The mechanisms underlying neuronal information processing and in particular the role of temporal spike coordination are hotly debated. However, the debate is often confounded by an implicit discussion on the use of appropriate analysis methods. To avoid false interpretation of data the analysis of simultaneous spike trains for cooperative neuronal interactions needs to be properly adjusted to the features of experimental data. In particular non-stationarity of the firing of individual neurons in time or across trials, a spike train structure deviating from Poisson, or a co-occurrence of such features in parallel spike trains, are potent generators of false positives. Problems can be avoided by including those features in the null-hypothesis of significance tests. In this context the usage of surrogate data becomes increasingly important, since the complexity of the data typically prevents analytical solutions [1,2]. Thorough testing and calibration of analysis tools is emphasized, also with respect to the impact of potentially erroneous preprocessing stages. The lecture provides an overview of the potential obstacles in the correlation analysis of parallel, also massively parallel, spike data and routes to overcome them [3].

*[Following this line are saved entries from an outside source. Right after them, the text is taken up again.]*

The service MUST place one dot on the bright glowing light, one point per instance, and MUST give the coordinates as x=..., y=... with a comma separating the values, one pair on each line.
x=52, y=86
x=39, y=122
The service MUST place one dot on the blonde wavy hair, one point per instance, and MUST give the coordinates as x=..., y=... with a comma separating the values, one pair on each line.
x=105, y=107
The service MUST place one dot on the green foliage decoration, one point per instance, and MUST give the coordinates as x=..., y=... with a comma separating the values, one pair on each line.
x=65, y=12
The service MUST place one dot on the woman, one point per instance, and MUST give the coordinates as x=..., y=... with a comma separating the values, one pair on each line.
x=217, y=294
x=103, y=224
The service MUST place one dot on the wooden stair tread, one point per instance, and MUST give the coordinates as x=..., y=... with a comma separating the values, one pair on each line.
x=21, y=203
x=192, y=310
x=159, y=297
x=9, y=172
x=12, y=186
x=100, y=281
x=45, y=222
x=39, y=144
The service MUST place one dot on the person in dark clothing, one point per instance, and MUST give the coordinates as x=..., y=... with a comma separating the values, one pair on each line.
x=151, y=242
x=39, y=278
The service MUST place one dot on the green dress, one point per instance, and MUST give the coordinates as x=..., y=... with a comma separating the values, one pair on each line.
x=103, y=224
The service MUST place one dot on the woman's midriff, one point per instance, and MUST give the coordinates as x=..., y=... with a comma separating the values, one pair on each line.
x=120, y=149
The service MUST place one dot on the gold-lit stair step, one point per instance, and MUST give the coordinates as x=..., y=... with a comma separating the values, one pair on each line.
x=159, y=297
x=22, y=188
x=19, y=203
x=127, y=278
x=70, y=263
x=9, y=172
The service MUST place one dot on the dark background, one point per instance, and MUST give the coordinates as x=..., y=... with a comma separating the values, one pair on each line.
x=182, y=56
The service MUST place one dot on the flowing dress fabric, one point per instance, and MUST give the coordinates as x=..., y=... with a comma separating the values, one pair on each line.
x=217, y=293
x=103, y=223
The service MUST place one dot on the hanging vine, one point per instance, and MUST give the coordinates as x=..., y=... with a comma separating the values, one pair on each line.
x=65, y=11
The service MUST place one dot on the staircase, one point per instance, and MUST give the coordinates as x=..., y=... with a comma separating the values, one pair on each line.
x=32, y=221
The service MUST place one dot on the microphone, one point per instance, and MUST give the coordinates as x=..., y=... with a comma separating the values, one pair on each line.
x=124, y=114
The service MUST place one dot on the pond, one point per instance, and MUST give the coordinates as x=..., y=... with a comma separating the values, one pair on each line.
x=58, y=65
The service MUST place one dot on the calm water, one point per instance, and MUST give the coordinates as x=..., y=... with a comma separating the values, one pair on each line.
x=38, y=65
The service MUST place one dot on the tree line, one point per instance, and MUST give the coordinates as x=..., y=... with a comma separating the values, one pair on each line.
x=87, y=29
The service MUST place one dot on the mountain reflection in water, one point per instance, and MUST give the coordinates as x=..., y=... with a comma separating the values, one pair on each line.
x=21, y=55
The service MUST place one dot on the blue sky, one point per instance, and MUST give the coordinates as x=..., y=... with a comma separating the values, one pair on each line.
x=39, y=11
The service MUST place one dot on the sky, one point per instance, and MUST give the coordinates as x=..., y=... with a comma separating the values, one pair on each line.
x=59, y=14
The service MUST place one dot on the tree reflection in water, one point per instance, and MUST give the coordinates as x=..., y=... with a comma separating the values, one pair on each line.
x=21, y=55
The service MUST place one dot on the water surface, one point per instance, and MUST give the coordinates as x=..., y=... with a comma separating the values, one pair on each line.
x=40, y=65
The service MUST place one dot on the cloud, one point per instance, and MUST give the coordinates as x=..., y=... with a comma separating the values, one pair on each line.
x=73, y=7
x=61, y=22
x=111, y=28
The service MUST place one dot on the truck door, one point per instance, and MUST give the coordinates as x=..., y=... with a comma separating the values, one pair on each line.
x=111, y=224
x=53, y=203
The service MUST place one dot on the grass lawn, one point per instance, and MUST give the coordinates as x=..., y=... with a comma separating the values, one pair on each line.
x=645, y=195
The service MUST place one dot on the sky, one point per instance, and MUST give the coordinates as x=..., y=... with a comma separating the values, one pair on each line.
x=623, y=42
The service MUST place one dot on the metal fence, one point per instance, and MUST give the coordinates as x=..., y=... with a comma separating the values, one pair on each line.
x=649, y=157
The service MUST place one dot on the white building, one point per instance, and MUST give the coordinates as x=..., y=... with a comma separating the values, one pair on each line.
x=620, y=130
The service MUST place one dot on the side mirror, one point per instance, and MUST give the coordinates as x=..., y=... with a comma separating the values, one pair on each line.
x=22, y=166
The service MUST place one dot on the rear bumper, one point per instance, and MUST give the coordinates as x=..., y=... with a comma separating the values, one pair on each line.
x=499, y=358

[1] Grün S. Data-driven significance estimation of precise spike correlation. Journal of Neurophysiology, 101, 1126-1140, (2009). (invited review)
[2] Louis S, Gerstein GL, Grün S, Diesmann M. Surrogate spike train generation through dithering in operational time. Frontiers in Computational Neuroscience 4: 127, doi: 10.3389/ fncom.2010.00127 (2010)
[3] Analysis of parallel spike trains. S. Grün and S. Rotter, editors. Springer Series on Computational Neuroscience 106, ISBN 978-1-4419-0377-8 (2010)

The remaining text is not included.